All of lore.kernel.org
 help / color / mirror / Atom feed
From: Don Dutile <ddutile@redhat.com>
To: Bjorn Helgaas <bhelgaas@google.com>
Cc: Neil Horman <nhorman@tuxdriver.com>,
	"linux-kernel@vger.kernel.org" <linux-kernel@vger.kernel.org>,
	Prarit Bhargava <prarit@redhat.com>,
	Don Zickus <dzickus@redhat.com>,
	Asit Mallick <asit.k.mallick@intel.com>,
	David Woodhouse <dwmw2@infradead.org>,
	"linux-pci@vger.kernel.org" <linux-pci@vger.kernel.org>
Subject: Re: [PATCH v6] irq: add quirk for broken interrupt remapping on 55XX chipsets
Date: Mon, 08 Apr 2013 11:29:42 -0400	[thread overview]
Message-ID: <5162E266.6080002@redhat.com> (raw)

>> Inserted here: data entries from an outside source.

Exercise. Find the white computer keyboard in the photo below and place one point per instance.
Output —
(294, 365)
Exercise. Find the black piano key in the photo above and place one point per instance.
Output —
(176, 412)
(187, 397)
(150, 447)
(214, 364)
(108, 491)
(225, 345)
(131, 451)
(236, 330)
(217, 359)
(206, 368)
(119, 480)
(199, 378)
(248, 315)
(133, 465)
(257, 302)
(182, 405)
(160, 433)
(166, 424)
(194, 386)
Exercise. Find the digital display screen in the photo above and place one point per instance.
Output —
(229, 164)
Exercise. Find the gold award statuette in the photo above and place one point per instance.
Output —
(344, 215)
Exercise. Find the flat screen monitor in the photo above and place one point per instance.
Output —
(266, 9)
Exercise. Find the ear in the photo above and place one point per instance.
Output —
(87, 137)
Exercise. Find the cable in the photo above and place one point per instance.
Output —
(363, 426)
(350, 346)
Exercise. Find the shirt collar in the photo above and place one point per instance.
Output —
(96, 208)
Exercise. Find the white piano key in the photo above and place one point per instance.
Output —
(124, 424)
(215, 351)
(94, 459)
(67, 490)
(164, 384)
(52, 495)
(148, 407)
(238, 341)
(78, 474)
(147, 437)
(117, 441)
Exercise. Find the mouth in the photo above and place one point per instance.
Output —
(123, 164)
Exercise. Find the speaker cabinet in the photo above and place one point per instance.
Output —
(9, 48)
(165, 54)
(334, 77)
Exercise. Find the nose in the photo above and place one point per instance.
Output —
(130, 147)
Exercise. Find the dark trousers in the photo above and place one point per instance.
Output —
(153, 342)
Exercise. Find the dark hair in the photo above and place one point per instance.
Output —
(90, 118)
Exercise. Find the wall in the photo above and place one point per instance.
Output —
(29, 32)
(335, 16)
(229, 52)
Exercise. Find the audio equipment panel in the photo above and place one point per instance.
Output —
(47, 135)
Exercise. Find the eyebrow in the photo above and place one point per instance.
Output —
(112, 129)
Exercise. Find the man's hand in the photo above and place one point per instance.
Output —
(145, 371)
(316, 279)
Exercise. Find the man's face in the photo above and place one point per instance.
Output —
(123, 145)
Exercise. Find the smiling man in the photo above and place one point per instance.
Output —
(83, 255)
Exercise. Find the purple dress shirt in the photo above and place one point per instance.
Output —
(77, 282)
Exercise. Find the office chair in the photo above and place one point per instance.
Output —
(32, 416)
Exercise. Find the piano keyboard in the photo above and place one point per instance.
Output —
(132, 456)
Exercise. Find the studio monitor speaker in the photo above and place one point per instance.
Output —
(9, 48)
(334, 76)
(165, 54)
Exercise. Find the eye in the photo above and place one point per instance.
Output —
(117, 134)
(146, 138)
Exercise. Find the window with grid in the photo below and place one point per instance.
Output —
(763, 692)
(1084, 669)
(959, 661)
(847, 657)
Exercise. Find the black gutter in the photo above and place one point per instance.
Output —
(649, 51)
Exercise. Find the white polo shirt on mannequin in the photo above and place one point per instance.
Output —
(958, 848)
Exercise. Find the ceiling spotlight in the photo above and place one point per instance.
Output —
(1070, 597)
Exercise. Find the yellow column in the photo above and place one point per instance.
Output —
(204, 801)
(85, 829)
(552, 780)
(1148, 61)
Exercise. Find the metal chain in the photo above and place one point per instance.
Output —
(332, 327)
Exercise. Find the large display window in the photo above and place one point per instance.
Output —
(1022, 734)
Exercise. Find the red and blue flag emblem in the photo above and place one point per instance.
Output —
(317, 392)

In-Reply-To: <CAErSpo6z8oqiaUBCieUMsS_c5xvVFUDbHqVO_eBBde3uv2=zcg@mail.gmail.com>

On 04/05/2013 09:55 PM, Bjorn Helgaas wrote:
> On Fri, Apr 5, 2013 at 1:31 PM, Neil Horman<nhorman@tuxdriver.com>  wrote:
>> A few years back intel published a spec update:
>> http://www.intel.com/content/dam/doc/specification-update/5520-and-5500-chipset-ioh-specification-update.pdf
>>
>> For the 5520 and 5500 chipsets which contained an errata (specificially errata
>> 53), which noted that these chipsets can't properly do interrupt remapping, and
>> as a result the recommend that interrupt remapping be disabled in bios.  While
>> many vendors have a bios update to do exactly that, not all do, and of course
>> not all users update their bios to a level that corrects the problem.  As a
>> result, occasionally interrupts can arrive at a cpu even after affinity for that
>> interrupt has be moved, leading to lost or spurrious interrupts (usually
>> characterized by the message:
>> kernel: do_IRQ: 7.71 No irq handler for vector (irq -1)
>>
>> There have been several incidents recently of people seeing this error, and
>> investigation has shown that they have system for which their BIOS level is such
>> that this feature was not properly turned off.  As such, it would be good to
>> give them a reminder that their systems are vulnurable to this problem.
>
> I'd still like to mention the bugzilla URL in the changelog
> (https://bugzilla.redhat.com/show_bug.cgi?id=887006) if it can be made
> public.
>
>> ...
>
>> diff --git a/arch/x86/kernel/early-quirks.c b/arch/x86/kernel/early-quirks.c
>> index 3755ef4..bfa3139 100644
>> --- a/arch/x86/kernel/early-quirks.c
>> +++ b/arch/x86/kernel/early-quirks.c
>> @@ -192,6 +192,27 @@ static void __init ati_bugs_contd(int num, int slot, int func)
>>   }
>>   #endif
>>
>> +#ifdef CONFIG_IRQ_REMAP
>> +static void __init intel_remapping_check(int num, int slot, int func)
>> +{
>> +       u8 revision;
>> +
>> +       revision = pci_read_config_byte(num, slot, func , PCI_REVISION_ID);
>> +
>> +       /*
>> +        * Revision 0x13 of this chipset supports irq remapping
>> +        * but has an erratum that breaks its behavior, flag it as such
>> +        */
>> +       if (revision == 0x13)
>> +               irq_remap_broken = 1;
>> +
>> +}
>> +#else
>> +static void __init intel_remapping_check(int num, int slot, int func)
>> +{
>> +}
>> +#endif
>> +
>>   #define QFLAG_APPLY_ONCE       0x1
>>   #define QFLAG_APPLIED          0x2
>>   #define QFLAG_DONE             (QFLAG_APPLY_ONCE|QFLAG_APPLIED)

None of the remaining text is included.